After learning of this problem, the search began for a magic FSCTL Ioctl to the file system to figure this out.  It did not look very promising until my co-worker Anil pointed out that maybe the Win32 GetDiskFreeSpace function might do the trick.

To my surprise, GetDiskFreeSpace did exactly what was needed.  It does not return explicitly the cluster size but it does return (sectors per cluster) and (bytes per sector).  A simple multiplication and the answer is there.  The funny thing is that this function is considered deprecated since it cannot support greater than 2GB volumes.  However, in this case it was extremely useful and not affected by the limit.

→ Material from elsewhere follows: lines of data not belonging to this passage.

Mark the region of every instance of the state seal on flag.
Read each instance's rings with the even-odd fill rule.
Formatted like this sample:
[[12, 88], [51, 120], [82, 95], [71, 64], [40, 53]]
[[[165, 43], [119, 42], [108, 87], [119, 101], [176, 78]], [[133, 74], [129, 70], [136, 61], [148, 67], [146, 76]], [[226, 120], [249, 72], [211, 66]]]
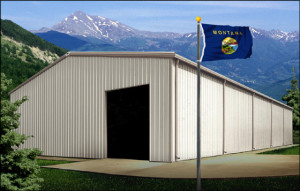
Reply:
[[226, 37], [222, 41], [222, 52], [224, 54], [233, 54], [238, 49], [239, 45], [234, 38]]

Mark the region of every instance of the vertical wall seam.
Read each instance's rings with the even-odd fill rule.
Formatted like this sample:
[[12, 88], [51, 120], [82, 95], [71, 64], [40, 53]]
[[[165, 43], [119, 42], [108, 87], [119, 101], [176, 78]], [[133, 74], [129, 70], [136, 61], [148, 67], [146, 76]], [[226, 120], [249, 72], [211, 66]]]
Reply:
[[[104, 90], [105, 91], [105, 90]], [[107, 144], [107, 92], [105, 91], [104, 92], [104, 100], [105, 100], [105, 110], [104, 110], [104, 135], [103, 138], [104, 138], [104, 158], [108, 158], [107, 156], [107, 149], [108, 149], [108, 144]]]
[[172, 94], [172, 84], [173, 84], [173, 78], [172, 78], [172, 67], [173, 67], [173, 59], [169, 59], [169, 162], [172, 162], [173, 157], [173, 115], [172, 115], [172, 100], [173, 100], [173, 94]]
[[[147, 60], [148, 61], [148, 60]], [[150, 65], [148, 64], [148, 62], [146, 62], [146, 68], [148, 69], [148, 72], [150, 73]], [[146, 73], [147, 75], [147, 73]], [[152, 101], [151, 101], [151, 98], [152, 98], [152, 90], [151, 90], [151, 75], [147, 76], [147, 78], [149, 77], [149, 160], [151, 161], [151, 159], [153, 159], [152, 155], [151, 155], [151, 150], [152, 150], [152, 140], [151, 140], [151, 130], [152, 130], [152, 119], [153, 119], [153, 116], [152, 116]]]
[[226, 88], [226, 80], [223, 83], [223, 155], [226, 153], [225, 151], [225, 88]]
[[273, 101], [271, 101], [271, 141], [270, 141], [270, 147], [272, 147], [272, 135], [273, 135]]
[[255, 93], [252, 94], [252, 150], [255, 150], [254, 148], [254, 96]]
[[282, 134], [282, 136], [283, 136], [283, 143], [282, 143], [282, 145], [284, 145], [284, 108], [282, 108], [282, 110], [283, 110], [283, 134]]
[[178, 157], [178, 64], [179, 59], [176, 61], [175, 66], [175, 161]]

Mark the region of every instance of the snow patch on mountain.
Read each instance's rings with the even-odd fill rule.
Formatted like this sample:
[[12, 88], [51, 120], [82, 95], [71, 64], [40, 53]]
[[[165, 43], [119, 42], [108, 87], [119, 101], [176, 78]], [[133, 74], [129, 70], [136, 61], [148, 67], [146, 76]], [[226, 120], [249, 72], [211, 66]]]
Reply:
[[88, 15], [86, 15], [86, 17], [90, 20], [93, 21], [93, 19], [91, 17], [89, 17]]
[[250, 27], [250, 32], [253, 38], [272, 38], [281, 42], [299, 41], [299, 32], [284, 32], [281, 30], [266, 31]]

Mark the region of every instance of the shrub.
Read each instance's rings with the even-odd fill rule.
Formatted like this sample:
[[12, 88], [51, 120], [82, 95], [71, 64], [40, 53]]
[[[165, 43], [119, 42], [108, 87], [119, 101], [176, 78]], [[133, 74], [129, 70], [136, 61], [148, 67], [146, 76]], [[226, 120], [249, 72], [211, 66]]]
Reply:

The next step was to build a simple command line tool that would exploit GetDiskFreeSpace.  The new tools is called ClusterSize (how creative is that?) and can be run against any volume in the system.  The default (no parameters) is to figure out the C: drive cluster size.  You can specify any other drive on the command line.

For example:

clustersize

clustersize d:\ 

Because it is not possible to post executables from WordPress, here is the source instead.  It is fairly easy and should build under Visual Studio without too much trouble.

ClusterSize source 

Here’s an example of the output from trying it against a USB Flash Drive on my system:

Determining cluster size for volume f:
Volume(f:) ClusterSize(32768) SectorsPerCluster(64) BytesPerSector(512)

At first it did not include the ability to report on the sectors and sector size.  It seemed kind of dull not to report them after the initial runs.

This certainly is not the most exciting topic but it is fun to share new minor discoveries.  This is the first time that Citrixblogger has source using PDF straight from VisualStudio using PDFCreator.  It is much more accurate than trying to post straight into the blog directly.  It even keeps all the pretty colours as well.